Honestly, the best signal often comes from just shipping both options and measuring what happens. Run model A on half your traffic and model B on the other half, then track the KPIs that actually matter to your product — task completion rate, agent success rate, user corrections, support tickets, whatever your downstream metric is.

This sidesteps the entire ground truth problem. You're not comparing against a reference transcript that might be wrong — you're measuring whether the transcript was good enough for the thing it needed to do. If model B's transcripts lead to fewer failed bookings or more accurate clinical notes, that's the answer. WER might say model A is better, but your production metrics don't care about WER.
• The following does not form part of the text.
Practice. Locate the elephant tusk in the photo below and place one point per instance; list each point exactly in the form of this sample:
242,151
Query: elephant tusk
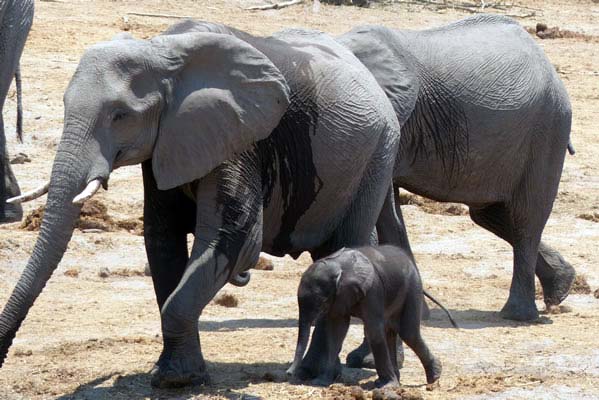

The downside is it's slower and you need enough traffic to get statistical significance. But if you have the volume, an A/B test will tell you more in a week than any offline evaluation.

The speech industry is still largely evaluating models with a single number. That worked when the bar was "can the model transcribe words at all." It doesn't work when the bar is "can an LLM trust this transcript enough to write a medical chart from it."